Der US-amerikanische Rüstungskonzern Lockheed Martin behauptete seine Position als weltweit größter Waffenproduzent, wie das SIPRI ‑Ranking der hundert größten Rüstungs- und Militärdienstleistungsunternehmen zeigt. Laut SIPRI stieg der Gesamtumsatz dieser hundert Unternehmen im Jahr 2024 um 5,9 Prozent auf 679 Milliarden US-Dollar – der höchste jemals vom Institut verzeichnete Wert. Die 39 US-amerikanischen Unternehmen unter den Top 100 steigerten ihren Gesamtumsatz auf 334 Milliarden US-Dollar, was fast der Hälfte des Gesamtumsatzes aller hundert größten Unternehmen entspricht. China war mit acht Unternehmen in der Rangliste vertreten, deren Gesamtumsatz 88,3 Milliarden US-Dollar betrug.
SIPRI stellt ausdrücklich fest, dass die gestiegenen Einnahmen in den USA und Europa den globalen Anstieg maßgeblich angetrieben haben, während die Kriege in der Ukraine und im Gazastreifen sowie die allgemeine militärische Aufrüstung günstige Bedingungen für die weitere Expansion geschaffen haben. Die Entwicklung belegt einmal mehr, dass die Rüstungsindustrie kein Randsektor, sondern ein zentraler Bestandteil der Reproduktion des Kapitals in der Gegenwart ist.

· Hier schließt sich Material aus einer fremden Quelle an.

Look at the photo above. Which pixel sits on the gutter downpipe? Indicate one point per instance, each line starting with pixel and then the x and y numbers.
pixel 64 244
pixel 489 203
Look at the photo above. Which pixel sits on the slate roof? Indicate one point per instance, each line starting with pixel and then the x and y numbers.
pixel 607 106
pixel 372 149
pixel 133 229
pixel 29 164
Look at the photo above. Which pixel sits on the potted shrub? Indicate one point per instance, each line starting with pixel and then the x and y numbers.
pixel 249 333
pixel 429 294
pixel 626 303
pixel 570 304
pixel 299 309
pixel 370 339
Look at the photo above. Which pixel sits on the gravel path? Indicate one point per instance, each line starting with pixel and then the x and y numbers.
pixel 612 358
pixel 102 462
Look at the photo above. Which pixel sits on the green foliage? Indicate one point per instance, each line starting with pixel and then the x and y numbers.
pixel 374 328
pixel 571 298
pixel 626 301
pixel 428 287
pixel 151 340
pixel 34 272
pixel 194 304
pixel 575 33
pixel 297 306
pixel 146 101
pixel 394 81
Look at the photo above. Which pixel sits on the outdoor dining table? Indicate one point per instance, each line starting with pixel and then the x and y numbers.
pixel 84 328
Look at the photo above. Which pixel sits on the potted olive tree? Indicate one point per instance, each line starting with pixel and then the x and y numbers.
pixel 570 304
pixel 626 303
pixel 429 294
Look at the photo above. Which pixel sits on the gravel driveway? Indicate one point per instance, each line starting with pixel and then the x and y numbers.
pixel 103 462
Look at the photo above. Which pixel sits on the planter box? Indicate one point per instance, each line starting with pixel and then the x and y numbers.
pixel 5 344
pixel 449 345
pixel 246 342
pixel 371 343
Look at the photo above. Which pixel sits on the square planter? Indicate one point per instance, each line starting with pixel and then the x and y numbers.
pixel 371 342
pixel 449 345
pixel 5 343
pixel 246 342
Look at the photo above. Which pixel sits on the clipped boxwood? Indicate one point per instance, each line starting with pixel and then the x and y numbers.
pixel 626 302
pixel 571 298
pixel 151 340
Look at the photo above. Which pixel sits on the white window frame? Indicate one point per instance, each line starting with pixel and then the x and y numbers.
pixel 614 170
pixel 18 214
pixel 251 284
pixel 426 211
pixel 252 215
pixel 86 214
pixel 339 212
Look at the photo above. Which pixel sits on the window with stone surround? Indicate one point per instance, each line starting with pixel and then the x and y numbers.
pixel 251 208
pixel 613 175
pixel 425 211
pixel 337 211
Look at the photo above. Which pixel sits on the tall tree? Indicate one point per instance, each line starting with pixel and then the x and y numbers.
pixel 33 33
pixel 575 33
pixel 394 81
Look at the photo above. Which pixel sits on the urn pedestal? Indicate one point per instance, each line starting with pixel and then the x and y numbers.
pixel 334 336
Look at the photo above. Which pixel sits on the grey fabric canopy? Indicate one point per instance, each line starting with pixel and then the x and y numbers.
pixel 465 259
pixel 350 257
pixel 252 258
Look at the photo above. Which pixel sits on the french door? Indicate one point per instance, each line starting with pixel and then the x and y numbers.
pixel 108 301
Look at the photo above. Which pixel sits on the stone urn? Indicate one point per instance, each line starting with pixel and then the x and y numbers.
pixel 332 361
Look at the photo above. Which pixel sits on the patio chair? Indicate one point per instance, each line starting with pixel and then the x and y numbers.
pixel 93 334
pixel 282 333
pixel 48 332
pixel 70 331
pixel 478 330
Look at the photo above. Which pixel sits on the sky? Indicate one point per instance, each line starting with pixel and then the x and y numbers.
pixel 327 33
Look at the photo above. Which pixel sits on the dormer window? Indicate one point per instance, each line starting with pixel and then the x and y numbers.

Wenn sich die Konflikte zwischen Staaten verschärfen, wenn Blöcke aufrüsten und wenn Kriege im Gange sind oder vorbereitet werden, steigen nicht nur die Militärbudgets, sondern eben auch die Einnahmen privater und halbstaatlicher Unternehmen.
Die Dominanz von Lockheed Martin ist daher nicht nur eine amerikanische Industrieneuheit, sondern zeigt deutlich die Art und Weise, wie das Zentrum des Imperialismus weiterhin Staatsapparat, Geostrategie und private Profite miteinander verknüpft. Die Tatsache, dass in der russischen Zusammenfassung fünf chinesische Unternehmen erwähnt wurden, deckt sich jedoch nicht mit dem jüngsten Bericht von SIPRI, der acht chinesische Unternehmen unter den Top 100 für 2024 auflistet und nicht, wie behauptet, nur fünf chinesische Unternehmen in den Top 20. Man sollte die Zahlen hier also mit Vorsicht genießen.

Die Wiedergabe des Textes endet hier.